Most disturbingly, many of the jailed inmates are themselves children, evidenced by the fact that 114 of them are girls between the ages of 12 and 18, 80 percent of whom are serving sentences for either running away from a forced marriage or having extramarital sex.
As the head of Afghanistan’s juvenile prisons has said of these girls, “Afghan society really hates these crimes. People really hate it when girls run away.”
To prove that point, the Afghanistan Supreme Court in October 2010 ruled that any Afghan woman who fled her home and went anywhere other than to the police or a close relative would be locked up as a precaution against them having illicit sex or engaging in prostitution.
Not surprisingly, many Afghan women are afraid to seek help from Afghan police and judicial authorities for fear they will either face further exploitation at their hands or be forcibly returned to their abusive homes. As such, the women’s prison population in Afghanistan has risen from 380 to more than 700 in the two years since the Supreme Court ruling.
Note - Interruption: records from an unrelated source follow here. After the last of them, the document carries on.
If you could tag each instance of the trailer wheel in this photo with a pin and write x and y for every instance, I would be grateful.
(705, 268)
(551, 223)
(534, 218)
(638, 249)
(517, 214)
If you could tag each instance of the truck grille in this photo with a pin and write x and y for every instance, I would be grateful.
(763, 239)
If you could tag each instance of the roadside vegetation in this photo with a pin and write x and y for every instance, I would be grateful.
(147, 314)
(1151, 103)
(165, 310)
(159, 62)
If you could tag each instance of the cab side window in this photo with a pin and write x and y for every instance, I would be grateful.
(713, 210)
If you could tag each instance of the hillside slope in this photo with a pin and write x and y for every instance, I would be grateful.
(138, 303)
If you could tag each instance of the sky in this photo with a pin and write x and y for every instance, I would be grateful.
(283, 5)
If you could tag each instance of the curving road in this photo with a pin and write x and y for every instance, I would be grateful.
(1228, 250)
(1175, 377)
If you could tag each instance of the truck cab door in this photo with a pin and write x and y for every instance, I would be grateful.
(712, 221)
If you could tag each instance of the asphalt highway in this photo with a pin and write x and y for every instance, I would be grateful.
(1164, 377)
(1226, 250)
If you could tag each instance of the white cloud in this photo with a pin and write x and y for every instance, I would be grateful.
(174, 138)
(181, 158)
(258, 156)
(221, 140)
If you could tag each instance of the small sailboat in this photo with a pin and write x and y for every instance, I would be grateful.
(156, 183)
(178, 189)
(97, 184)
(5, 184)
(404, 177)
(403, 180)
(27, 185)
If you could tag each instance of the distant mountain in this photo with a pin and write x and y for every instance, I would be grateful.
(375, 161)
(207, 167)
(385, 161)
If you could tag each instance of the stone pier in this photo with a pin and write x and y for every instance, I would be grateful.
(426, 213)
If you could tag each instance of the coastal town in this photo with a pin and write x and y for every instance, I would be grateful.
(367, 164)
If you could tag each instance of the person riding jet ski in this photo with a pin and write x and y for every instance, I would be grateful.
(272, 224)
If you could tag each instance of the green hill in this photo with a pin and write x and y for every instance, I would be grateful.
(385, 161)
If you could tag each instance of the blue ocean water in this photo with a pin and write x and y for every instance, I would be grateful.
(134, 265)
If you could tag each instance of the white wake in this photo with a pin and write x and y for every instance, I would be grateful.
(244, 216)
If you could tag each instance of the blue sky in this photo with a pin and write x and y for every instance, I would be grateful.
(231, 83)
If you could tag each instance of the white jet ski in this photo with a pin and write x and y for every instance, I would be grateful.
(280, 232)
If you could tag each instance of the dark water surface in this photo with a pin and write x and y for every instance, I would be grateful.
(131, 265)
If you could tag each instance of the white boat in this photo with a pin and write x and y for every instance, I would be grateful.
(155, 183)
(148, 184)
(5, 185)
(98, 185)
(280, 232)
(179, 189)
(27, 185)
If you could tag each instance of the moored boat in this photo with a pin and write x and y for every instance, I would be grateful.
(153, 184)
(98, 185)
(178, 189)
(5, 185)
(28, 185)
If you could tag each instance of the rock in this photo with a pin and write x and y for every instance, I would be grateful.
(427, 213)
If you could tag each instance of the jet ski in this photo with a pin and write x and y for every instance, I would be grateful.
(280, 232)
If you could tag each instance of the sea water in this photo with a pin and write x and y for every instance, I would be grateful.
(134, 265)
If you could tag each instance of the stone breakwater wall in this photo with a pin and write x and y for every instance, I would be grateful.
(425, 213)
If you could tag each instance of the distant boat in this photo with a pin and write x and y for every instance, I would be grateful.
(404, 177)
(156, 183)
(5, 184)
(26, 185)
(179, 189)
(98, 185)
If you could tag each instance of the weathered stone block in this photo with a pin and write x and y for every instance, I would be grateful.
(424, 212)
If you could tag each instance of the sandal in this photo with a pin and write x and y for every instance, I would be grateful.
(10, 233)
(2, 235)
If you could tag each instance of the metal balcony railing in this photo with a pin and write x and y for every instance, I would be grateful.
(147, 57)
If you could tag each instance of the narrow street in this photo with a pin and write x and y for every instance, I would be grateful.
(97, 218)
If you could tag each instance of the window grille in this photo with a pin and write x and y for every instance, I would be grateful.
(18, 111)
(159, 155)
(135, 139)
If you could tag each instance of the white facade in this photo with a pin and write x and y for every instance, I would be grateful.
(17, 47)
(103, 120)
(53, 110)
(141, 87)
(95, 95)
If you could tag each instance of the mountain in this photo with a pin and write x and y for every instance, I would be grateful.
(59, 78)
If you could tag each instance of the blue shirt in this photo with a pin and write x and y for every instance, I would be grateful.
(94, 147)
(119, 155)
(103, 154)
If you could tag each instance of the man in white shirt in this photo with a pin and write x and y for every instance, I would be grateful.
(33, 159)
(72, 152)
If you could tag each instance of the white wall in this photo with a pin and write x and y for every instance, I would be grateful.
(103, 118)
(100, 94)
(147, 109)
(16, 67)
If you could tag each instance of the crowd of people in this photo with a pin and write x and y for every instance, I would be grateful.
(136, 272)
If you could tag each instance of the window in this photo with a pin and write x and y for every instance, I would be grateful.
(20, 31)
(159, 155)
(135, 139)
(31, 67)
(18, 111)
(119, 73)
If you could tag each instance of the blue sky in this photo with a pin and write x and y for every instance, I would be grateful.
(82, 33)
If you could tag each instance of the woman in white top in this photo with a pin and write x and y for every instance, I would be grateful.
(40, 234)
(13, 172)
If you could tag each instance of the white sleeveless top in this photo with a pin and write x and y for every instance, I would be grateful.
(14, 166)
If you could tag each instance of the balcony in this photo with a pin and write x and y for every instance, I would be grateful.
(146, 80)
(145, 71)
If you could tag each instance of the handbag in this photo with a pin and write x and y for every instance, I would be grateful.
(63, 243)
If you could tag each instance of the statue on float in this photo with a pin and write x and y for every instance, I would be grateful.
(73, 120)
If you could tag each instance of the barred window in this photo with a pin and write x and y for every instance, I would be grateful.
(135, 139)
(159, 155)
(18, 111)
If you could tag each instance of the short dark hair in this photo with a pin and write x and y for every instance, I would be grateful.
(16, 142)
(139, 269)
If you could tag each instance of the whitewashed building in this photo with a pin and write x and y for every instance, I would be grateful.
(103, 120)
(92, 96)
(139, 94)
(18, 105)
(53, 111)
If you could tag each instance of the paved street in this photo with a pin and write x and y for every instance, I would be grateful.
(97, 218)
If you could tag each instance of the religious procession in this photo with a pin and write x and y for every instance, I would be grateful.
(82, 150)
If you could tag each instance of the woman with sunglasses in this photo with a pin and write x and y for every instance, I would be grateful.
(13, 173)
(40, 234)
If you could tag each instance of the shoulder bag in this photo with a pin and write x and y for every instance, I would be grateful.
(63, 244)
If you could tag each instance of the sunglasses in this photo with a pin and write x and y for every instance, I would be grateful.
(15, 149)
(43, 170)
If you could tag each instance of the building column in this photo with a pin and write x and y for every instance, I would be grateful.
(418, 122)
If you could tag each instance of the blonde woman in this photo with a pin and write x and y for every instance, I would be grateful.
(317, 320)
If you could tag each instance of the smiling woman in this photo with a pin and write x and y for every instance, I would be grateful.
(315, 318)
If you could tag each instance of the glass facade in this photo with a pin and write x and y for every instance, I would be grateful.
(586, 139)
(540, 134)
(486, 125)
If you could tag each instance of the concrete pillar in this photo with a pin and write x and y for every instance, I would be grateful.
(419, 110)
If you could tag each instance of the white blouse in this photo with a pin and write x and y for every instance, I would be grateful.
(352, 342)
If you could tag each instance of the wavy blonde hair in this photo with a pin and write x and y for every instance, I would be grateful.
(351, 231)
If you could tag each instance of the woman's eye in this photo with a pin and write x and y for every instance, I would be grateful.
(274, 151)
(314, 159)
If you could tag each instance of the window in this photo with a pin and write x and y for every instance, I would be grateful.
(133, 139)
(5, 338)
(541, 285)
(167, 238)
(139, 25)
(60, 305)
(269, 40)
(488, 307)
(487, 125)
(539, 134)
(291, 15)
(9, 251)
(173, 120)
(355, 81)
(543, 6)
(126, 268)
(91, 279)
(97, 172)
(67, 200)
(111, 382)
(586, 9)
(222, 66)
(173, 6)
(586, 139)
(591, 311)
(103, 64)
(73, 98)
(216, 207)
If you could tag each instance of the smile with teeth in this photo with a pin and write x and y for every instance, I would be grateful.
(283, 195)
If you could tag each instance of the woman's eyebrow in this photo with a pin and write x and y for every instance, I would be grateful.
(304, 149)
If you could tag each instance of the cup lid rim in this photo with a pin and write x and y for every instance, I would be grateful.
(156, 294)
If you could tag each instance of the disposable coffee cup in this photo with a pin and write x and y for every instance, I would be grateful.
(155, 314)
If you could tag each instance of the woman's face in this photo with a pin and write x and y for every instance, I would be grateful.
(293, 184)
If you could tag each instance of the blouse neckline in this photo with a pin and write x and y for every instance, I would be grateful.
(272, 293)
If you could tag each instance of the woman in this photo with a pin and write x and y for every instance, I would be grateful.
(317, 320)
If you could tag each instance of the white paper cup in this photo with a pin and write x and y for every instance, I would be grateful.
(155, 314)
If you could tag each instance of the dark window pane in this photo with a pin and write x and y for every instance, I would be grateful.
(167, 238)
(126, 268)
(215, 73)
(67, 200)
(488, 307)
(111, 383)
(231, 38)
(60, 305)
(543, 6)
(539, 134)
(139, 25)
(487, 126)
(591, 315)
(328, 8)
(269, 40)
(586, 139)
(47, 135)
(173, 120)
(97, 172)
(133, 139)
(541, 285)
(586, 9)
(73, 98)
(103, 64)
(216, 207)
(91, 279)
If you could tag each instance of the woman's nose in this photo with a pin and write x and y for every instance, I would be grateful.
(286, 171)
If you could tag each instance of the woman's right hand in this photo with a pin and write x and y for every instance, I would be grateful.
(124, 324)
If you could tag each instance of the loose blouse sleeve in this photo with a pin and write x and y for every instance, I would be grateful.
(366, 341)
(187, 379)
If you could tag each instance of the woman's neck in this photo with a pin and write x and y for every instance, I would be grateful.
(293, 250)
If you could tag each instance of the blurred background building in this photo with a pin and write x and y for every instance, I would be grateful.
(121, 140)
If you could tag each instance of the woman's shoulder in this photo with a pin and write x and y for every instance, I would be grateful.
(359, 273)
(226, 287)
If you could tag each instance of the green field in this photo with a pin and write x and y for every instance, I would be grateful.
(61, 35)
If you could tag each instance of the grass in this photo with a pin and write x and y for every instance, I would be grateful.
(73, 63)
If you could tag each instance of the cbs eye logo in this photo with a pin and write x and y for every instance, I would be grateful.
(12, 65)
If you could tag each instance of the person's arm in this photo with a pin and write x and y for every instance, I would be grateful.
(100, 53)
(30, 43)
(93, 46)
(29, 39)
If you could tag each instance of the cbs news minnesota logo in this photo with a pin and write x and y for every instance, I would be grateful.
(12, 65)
Sadly, jail or forcible return home remain the only unsavory options open to most Afghan women given that fewer than half of Afghanistan’s 34 provinces currently have shelters available to runaway women.
Moreover, the Afghan government has made increasing efforts over the past year to take over management of the existing shelters for women, almost all of which are operated by nongovernmental organizations or the United Nations.
In February 2011 the Afghan government ordered Women’s Protection Centers to transfer their control over to Afghanistan’s Women’s Affairs Ministry, claiming that government takeover of the shelters would lead to improved funding and better management.
However, a spokesman for Human Rights Watch said, “The real agenda is clear. The government is increasingly dominated by hard-line conservatives who are hostile to the very idea of shelters, since they allow women some autonomy from abusive husbands and family members.”
While pressure from NGOs and advocacy groups drove the Afghan government in September 2011 to remove many objectionable parts of the shelter regulation — most notably allowing the shelters to remain independent — it still required that a woman could not move out of the shelter unless she is going to the home of a male relative.
Of course, that rule can prove problematic if in many cases those same male relatives may have abused or threatened to kill the woman or girl in the first place. Yet, as one women’s rights advocate says, “That may be more a problem with Afghan society, where it’s nearly impossible for a woman to live alone, without a husband, father, brother or a grown son.”
Unfortunately, the problems women face in Afghanistan don’t seem to be abating anytime soon. In fact, they almost assuredly seem closer to intensifying as both the Afghan government and the United States are currently seeking to negotiate with the Taliban to end its insurgency and reintegrate itself into Afghan society.
As such, many women activists understandably worry that their hard-won political rights, however small they may be, will quickly evaporate once the Taliban rejoin the Afghan fold. As one female Afghan activist lamented, “I’m afraid we won’t have all this anymore if the Taliban are allowed back into society.”
Tragically, given the continued abuse levied against the women and girls of Afghanistan, it’s not a stretch to imagine that they would even notice the difference.